EDIT: Tried using cholesky(x; check = false) but the gradients for these problematic samples are way off (1e-1), even if the matrices are not hermitian by very little (1e-17).

Zygote

This indeed has to do with getproperty(::Cholesky, :UL). In ChainRules there is an rrule defined for getproperty(::Cholesky, ::Symbol) that only accounts for the cases of :U and :L. So we have:

using Bijectors, DistributionsAD, LinearAlgebra
using Zygote

dist = LKJ(5, 1)
x = rand(dist)

g = x -> sum(cholesky(x).U)
dg = Zygote.gradient(g, x) # Returns correct gradient

h = x -> sum(cholesky(x).UL)
dh = Zygote.gradient(h, x) # Returns (nothing, )

So Zygote can be fixed by changing https://github.com/TuringLang/Bijectors.jl/blob/0d599e858131be8e9ae7af289b16f94112f502e7/src/utils.jl#L18 to X.U , take the potential extra allocation (if uplo === :L) and always work with UpperTriangular downstream. Using PDMats.chol_upper as suggested here results in the same issue by accessing getproperty(::Cholesky, :factors).

Any thoughts on how to handle the ForwardDiff and Zygote cases? I think the Zygote changes are more straightforward unless I'm missing something.

harisorgn commented 1 year ago

I think the Zygote changes are more straightforward unless I'm missing something.

It is for the case of LKJ (changing X.UL to X.U works) but not for LKJCholesky. In the latter case, we construct a Cholesky during the inverse transform, as this is the support of the distribution. I'm guessing the Cholesky constructor needs an rrule for Zygote to work.

harisorgn commented 1 year ago

Zygote is fixed. It was more straightforward than writing new rrules, just passing a X::Matrix instead of X::UpperTriangular or X::LowerTriangular to Cholesky and avoid doing X.data.

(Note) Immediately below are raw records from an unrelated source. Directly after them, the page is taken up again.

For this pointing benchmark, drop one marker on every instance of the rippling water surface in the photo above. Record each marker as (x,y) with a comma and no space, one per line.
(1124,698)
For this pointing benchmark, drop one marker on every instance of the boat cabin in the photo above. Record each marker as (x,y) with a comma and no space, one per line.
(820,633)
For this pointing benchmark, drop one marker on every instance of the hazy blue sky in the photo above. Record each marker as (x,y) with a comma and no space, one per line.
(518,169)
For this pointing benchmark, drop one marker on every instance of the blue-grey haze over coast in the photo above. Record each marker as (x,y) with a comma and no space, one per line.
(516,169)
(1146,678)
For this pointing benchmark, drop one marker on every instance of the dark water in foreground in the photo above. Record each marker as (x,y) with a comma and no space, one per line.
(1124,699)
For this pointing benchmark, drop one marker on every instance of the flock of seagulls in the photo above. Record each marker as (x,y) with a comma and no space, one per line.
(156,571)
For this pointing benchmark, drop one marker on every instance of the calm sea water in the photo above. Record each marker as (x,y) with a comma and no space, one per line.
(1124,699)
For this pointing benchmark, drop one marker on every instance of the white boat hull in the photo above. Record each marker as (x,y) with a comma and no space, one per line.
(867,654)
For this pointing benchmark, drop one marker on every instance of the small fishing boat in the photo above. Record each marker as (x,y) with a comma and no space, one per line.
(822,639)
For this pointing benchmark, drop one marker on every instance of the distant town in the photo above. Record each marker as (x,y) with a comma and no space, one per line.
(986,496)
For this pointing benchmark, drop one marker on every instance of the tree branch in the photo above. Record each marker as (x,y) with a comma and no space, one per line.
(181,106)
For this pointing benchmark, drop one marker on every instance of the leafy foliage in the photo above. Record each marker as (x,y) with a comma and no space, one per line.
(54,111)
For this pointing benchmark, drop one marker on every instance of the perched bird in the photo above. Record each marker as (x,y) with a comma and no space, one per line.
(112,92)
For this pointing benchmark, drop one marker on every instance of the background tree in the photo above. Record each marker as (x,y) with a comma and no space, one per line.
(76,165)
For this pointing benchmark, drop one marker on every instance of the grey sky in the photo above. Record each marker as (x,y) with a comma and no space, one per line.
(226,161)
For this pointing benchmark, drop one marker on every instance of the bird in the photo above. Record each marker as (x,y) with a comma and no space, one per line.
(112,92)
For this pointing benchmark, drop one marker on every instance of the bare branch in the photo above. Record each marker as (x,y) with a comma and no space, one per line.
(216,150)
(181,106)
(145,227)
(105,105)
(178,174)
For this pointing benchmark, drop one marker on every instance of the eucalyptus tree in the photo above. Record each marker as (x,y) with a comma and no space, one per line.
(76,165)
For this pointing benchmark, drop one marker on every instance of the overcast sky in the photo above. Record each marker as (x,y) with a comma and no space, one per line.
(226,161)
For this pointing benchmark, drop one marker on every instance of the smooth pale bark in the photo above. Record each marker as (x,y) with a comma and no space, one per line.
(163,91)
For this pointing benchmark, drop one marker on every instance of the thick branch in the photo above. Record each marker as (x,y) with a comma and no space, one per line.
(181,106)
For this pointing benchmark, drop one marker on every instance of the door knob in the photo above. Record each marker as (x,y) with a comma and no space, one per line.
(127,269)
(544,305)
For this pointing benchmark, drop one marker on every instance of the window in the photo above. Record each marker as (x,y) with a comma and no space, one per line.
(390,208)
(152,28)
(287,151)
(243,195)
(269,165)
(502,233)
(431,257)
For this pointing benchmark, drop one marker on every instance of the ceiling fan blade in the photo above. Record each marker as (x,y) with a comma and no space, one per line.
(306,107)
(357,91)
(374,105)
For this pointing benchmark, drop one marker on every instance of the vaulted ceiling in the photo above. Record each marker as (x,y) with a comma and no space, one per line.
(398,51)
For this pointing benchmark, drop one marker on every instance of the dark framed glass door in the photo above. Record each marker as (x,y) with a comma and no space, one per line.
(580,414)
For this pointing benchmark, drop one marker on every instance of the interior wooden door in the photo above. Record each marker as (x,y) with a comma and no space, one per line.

ForwardDiff passed twice on the latest commit, but I changed nothing to fix it. Probably has to do with the stochastic nature of the numerical error, like the example above.

harisorgn commented 1 year ago

I restarted the Inference tests multiple times and the ForwardDiff test passes (only fails are from Tracker not being broken). I can't recreate this locally, I still get some fails and passes like the example above, and have matched package versions, so I'm confused 😅

harisorgn commented 1 year ago

@torfjelde , I implemented your suggestions, thanks for the feedback again : )

I couldn't locally reproduce the DomainError that comes up in the AD test.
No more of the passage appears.